Thứ Hai, 31 tháng 10, 2011

What an Awesome Idea for a Halloween Party!



So I'm sure your firm is throwing a big Halloween party, just like this foreclosure mill in upstate New York:
The party is the firm’s big annual bash. Employees wear Halloween costumes to the office, where they party until around noon, and then return to work, still in costume. I can’t tell you how people dressed for this year’s party, but I can tell you about last year’s.
That’s because a former employee of Steven J. Baum recently sent me snapshots of last year’s party. In an e-mail, she said that she wanted me to see them because they showed an appalling lack of compassion toward the homeowners — invariably poor and down on their luck — that the Baum firm had brought foreclosure proceedings against.

When we spoke later, she added that the snapshots are an accurate representation of the firm’s mind-set. “There is this really cavalier attitude,” she said. “It doesn’t matter that people are going to lose their homes.” Nor does the firm try to help people get mortgage modifications; the pressure, always, is to foreclose. I told her I wanted to post the photos on The Times’s Web site so that readers could see them. She agreed, but asked to remain anonymous because she said she fears retaliation.

Let me describe a few of the photos. In one, two Baum employees are dressed like homeless people. One is holding a bottle of liquor. The other has a sign around her neck that reads: “3rd party squatter. I lost my home and I was never served.” My source said that “I was never served” is meant to mock “the typical excuse” of the homeowner trying to evade a foreclosure proceeding.

A second picture shows a coffin with a picture of a woman whose eyes have been cut out.
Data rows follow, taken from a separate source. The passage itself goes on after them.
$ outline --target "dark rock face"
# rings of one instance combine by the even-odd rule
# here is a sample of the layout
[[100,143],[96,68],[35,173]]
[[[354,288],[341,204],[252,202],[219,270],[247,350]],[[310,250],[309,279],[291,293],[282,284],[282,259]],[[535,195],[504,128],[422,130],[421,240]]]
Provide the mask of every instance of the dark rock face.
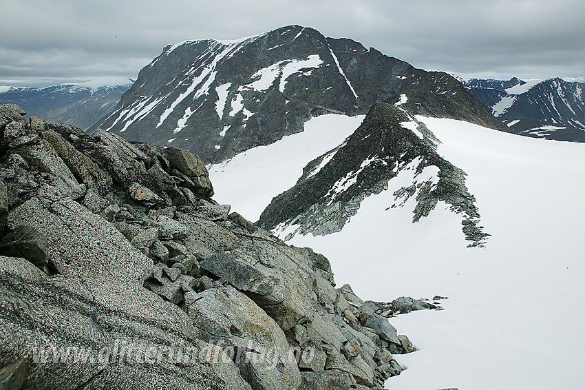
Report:
[[[342,145],[308,164],[297,184],[273,199],[258,224],[283,230],[298,225],[292,234],[339,232],[365,197],[386,189],[389,180],[401,172],[414,170],[412,185],[396,190],[396,203],[388,207],[401,207],[416,194],[413,222],[416,222],[438,201],[445,201],[462,215],[469,245],[482,245],[488,234],[479,225],[480,215],[475,198],[465,187],[465,172],[436,153],[436,138],[424,125],[415,123],[422,137],[401,125],[415,121],[401,107],[407,105],[375,105]],[[321,167],[323,161],[326,163]],[[421,177],[418,183],[418,174],[428,167],[438,169],[436,182]]]
[[37,136],[0,140],[1,246],[20,248],[0,256],[0,376],[17,388],[381,389],[402,370],[407,338],[323,256],[217,205],[199,157],[19,110],[0,105]]
[[[559,78],[533,85],[529,83],[526,85],[515,77],[509,81],[472,79],[462,82],[478,100],[507,124],[510,132],[585,142],[585,84]],[[511,90],[513,87],[516,88]]]
[[301,132],[312,116],[365,114],[404,92],[410,92],[413,105],[415,95],[425,99],[420,103],[427,114],[504,127],[447,74],[292,25],[239,42],[166,47],[114,112],[92,128],[172,145],[217,163]]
A sign on the coffin reads: “Rest in Peace. Crazy Susie.” The reference is to Susan Chana Lask, a lawyer who had filed a class-action suit against Steven J. Baum — and had posted a YouTube video denouncing the firm’s foreclosure practices. “She was a thorn in their side,” said my source.

A third photograph shows a corner of Baum’s office decorated to look like a row of foreclosed homes. Another shows a sign that reads, “Baum Estates” — needless to say, it’s also full of foreclosed houses. Most of the other pictures show either mock homeless camps or mock foreclosure signs — or both. My source told me that not every Baum department used the party to make fun of the troubled homeowners they made their living suing. But some clearly did. The adjective she’d used when she sent them to me — “appalling” — struck me as exactly right. 
Oh lawyers are so funny!

Yet consider the mindset of the lawyers and staff who would think decorating the senior partner's office with foreclosed homes is tasteful let alone humorous.

We often talk about a "war" mentality and the need for group cohesiveness, particularly when engaged in a process that is otherwise difficult either mentally or physically.

And in this case we have a perfect example of that, a culture where the foreclosed homeowners or their counsel are the "enemy," where they are viewed as irresponsible debtors who broke contracts, freeloaders who don't deserve to live in their homes, bottom-feeders who are victimizing the banks and thus deserve little pity and even less justice.

But then how else to justify the soul-numbing nature of the work they are asked to perform day after day?